One of the reasons people work hard is so they can leave behind a little something for the people they care about when they die. As such, it becomes an item of great concern when you have doubts about a beneficiary’s ability to manage their inheritance.
Let’s face it, not every heir is capable of handling their inheritance responsibly. Fortunately, Texas law has a number of estate planning tools you can utilize to help beneficiaries access their inheritance while taking care of their foibles. One such tool is known as a spendthrift trust.
Understanding the role of a spendthrift trust
As the name suggests, a spendthrift trust is an estate planning tool that prevents a beneficiary from misusing their inheritance. This trust ensures that the designated beneficiary does not receive their inheritance in one lump sum after your death. It also limits or stipulates how the beneficiary can access their inheritance while protecting the rest of the assets from creditors.

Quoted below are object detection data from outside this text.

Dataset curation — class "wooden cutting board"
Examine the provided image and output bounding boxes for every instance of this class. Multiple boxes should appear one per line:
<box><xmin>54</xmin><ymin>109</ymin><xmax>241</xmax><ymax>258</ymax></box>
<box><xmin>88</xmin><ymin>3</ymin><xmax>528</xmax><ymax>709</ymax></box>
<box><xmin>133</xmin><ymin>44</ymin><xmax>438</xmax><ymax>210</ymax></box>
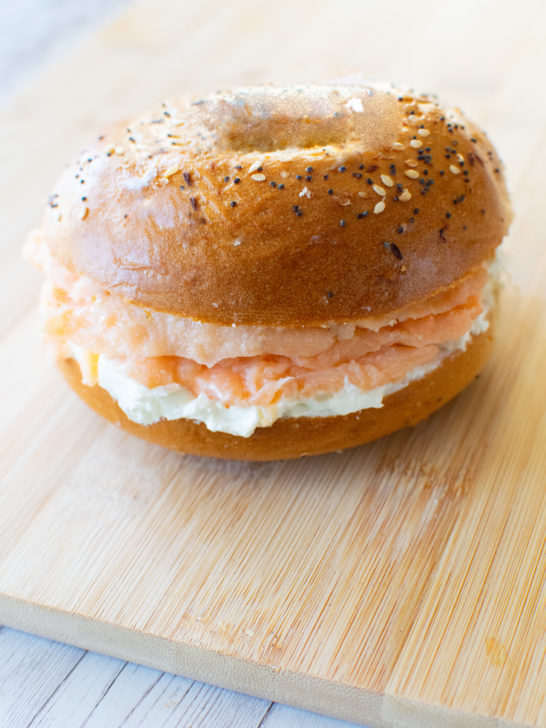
<box><xmin>0</xmin><ymin>0</ymin><xmax>546</xmax><ymax>728</ymax></box>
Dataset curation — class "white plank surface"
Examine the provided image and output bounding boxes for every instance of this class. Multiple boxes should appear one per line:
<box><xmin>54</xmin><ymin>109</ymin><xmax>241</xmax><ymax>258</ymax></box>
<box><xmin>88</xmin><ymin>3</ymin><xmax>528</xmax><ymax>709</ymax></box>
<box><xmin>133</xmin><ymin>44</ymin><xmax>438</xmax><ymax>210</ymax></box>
<box><xmin>0</xmin><ymin>0</ymin><xmax>544</xmax><ymax>728</ymax></box>
<box><xmin>0</xmin><ymin>627</ymin><xmax>364</xmax><ymax>728</ymax></box>
<box><xmin>0</xmin><ymin>0</ymin><xmax>370</xmax><ymax>728</ymax></box>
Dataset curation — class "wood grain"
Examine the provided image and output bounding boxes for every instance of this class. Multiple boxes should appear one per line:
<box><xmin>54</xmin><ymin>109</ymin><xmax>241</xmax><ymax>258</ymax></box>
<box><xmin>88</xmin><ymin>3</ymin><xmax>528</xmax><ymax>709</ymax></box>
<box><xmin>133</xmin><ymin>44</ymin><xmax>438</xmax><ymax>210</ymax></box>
<box><xmin>0</xmin><ymin>0</ymin><xmax>546</xmax><ymax>726</ymax></box>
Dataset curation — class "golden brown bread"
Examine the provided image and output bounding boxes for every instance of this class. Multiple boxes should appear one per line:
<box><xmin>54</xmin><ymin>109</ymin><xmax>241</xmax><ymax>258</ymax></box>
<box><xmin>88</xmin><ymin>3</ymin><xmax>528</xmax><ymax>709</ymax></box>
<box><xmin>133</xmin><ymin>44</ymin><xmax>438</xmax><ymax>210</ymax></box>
<box><xmin>58</xmin><ymin>328</ymin><xmax>492</xmax><ymax>460</ymax></box>
<box><xmin>42</xmin><ymin>86</ymin><xmax>510</xmax><ymax>326</ymax></box>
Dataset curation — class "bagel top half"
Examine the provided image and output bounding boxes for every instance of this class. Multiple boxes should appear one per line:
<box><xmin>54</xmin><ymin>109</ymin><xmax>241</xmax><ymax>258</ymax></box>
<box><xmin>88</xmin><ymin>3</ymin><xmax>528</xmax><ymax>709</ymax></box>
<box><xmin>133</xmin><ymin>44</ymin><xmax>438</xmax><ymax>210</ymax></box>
<box><xmin>42</xmin><ymin>85</ymin><xmax>510</xmax><ymax>326</ymax></box>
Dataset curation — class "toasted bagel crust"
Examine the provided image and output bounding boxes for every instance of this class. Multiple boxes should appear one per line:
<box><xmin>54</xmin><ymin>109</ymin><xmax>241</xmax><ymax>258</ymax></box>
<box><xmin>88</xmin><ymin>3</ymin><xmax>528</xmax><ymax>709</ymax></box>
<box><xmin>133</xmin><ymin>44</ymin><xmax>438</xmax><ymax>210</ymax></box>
<box><xmin>58</xmin><ymin>329</ymin><xmax>492</xmax><ymax>460</ymax></box>
<box><xmin>42</xmin><ymin>85</ymin><xmax>510</xmax><ymax>326</ymax></box>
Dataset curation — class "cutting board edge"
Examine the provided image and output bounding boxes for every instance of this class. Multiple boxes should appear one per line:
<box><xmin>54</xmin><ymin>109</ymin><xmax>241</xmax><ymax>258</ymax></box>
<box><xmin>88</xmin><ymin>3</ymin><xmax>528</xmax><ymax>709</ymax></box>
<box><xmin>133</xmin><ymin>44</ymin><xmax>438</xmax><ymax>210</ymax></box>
<box><xmin>0</xmin><ymin>593</ymin><xmax>534</xmax><ymax>728</ymax></box>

When is a spendthrift trust helpful?
A spendthrift trust is ideal when you want to bequeath assets to a beneficiary who exhibits these characteristics:
- A history of poor financial stewardship
- Easily deceived or highly vulnerable to fraud
- A disability
- Drug, alcohol or gambling addiction
- Highly indebted or has a strong chance of getting into debt in the future
Ultimately, it is up to you, the grantor, to stipulate how you want the assets handled through the spendthrift trust’s instrument.
Making a spendthrift work
Pretty much everyone has that family member who just cannot manage their finances or inheritance, for that matter. If this is your concern with one of your beneficiaries, you may want to consider setting up a spendthrift trust to protect them from squandering their inheritance.